India's Finance Minister Nirmala Sitharaman has had enough. She wants banks to get back to doing what banks are supposed to do - take deposits and give loans - and stop pestering customers into buying insurance and other financial products they may not even need. She made these remarks on Monday after her usual post-budget meeting with the Reserve Bank of India's board in New Delhi. And she did not mince words. "Mis-selling is an offence," she said plainly. "Banks cannot afford to mis-sell."
What Is Mis-Selling and Why Does It Matter?

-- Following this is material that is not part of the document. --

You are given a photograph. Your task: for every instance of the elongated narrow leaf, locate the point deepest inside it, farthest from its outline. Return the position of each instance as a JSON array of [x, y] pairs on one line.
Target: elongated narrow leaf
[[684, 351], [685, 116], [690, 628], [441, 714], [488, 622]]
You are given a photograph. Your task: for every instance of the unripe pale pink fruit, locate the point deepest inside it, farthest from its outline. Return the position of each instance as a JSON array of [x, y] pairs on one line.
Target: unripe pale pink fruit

Mis-selling happens when a bank employee sells you a financial product - usually insurance - without properly explaining what it does, whether you actually need it, or whether it suits your financial situation. Sometimes customers find out the hard way, only when they try to make a claim and discover conditions they were never told about. This has been going on for years. Bank employees are often given sales targets for third-party products like insurance. They earn higher commissions when they hit those targets. So the pressure to sell kicks in - and the customer's actual needs often take a back seat. Think about it this way. You walk into a bank to get a home loan. You already own property that you are offering as security. You may even have existing insurance cover. But the bank representative still pushes you to buy another insurance policy as a condition - or near-condition - of getting the loan approved. You are confused. You are not sure if you can say no. So you agree. That is exactly the kind of situation Sitharaman is talking about. "Why is the customer being asked to de-risk when he has already given his land and property as security for the loan?" she asked. It is a fair question, and one that ordinary borrowers across the country have been asking for a long time.
A Gap Between Regulators
Part of the problem has been that nobody was clearly responsible for stopping this. The RBI regulates banks. The Insurance Regulatory and Development Authority of India, known as IRDAI, regulates insurance companies. But when a bank sells an insurance product, it falls awkwardly in the middle. The RBI's view was that insurance selling was IRDAI's business. IRDAI's view was that it does not regulate banks. So the customer was stuck in between, with no regulator firmly stepping in to protect them. Sitharaman acknowledged this gap and welcomed the fact that the RBI is now stepping up to fix it. RBI Enters the Picture
Earlier this month, on February 11, the RBI released draft guidelines specifically targeting mis-selling by banks. Under these proposed rules, if a bank is found to have mis-sold a product to a customer, it will have to refund the full amount the customer paid. It will also have to compensate the customer for any losses they suffered because of that mis-selling. The RBI has invited public feedback on these guidelines until March 4. If things go as planned, the new rules will come into effect from July 1. This is a significant move. Until now, customers who were mis-sold products often had little practical recourse. A formal framework with clear refund obligations changes that in a meaningful way.
Focus on Real Banking
Sitharaman's bigger message to banks is about priorities. She is not saying banks should never sell any non-banking product. She is saying the balance has gone badly wrong. "My pet peeve has always been that banks should do their core banking business," she said. "Instead, they are spending more time selling insurance where it is not even required." She wants banks to concentrate on mobilising deposits - particularly low-cost savings and current accounts - and on giving credit where it is needed. That is the job. Chasing insurance commissions while customers sit waiting for proper loan and deposit services is not the job.
What This Means for You 
If you have ever felt pressured at a bank counter to buy something you did not fully understand, you are not imagining things. It has been a widespread and documented problem. The good news is that both the Finance Ministry and the RBI are now treating it seriously. With new RBI guidelines on the way and the Finance Minister calling mis-selling an outright offence under the Bharatiya Nyaya Sanhita, banks now face real consequences for pushing products onto unwilling or uninformed customers. For ordinary people, that is a step in the right direction.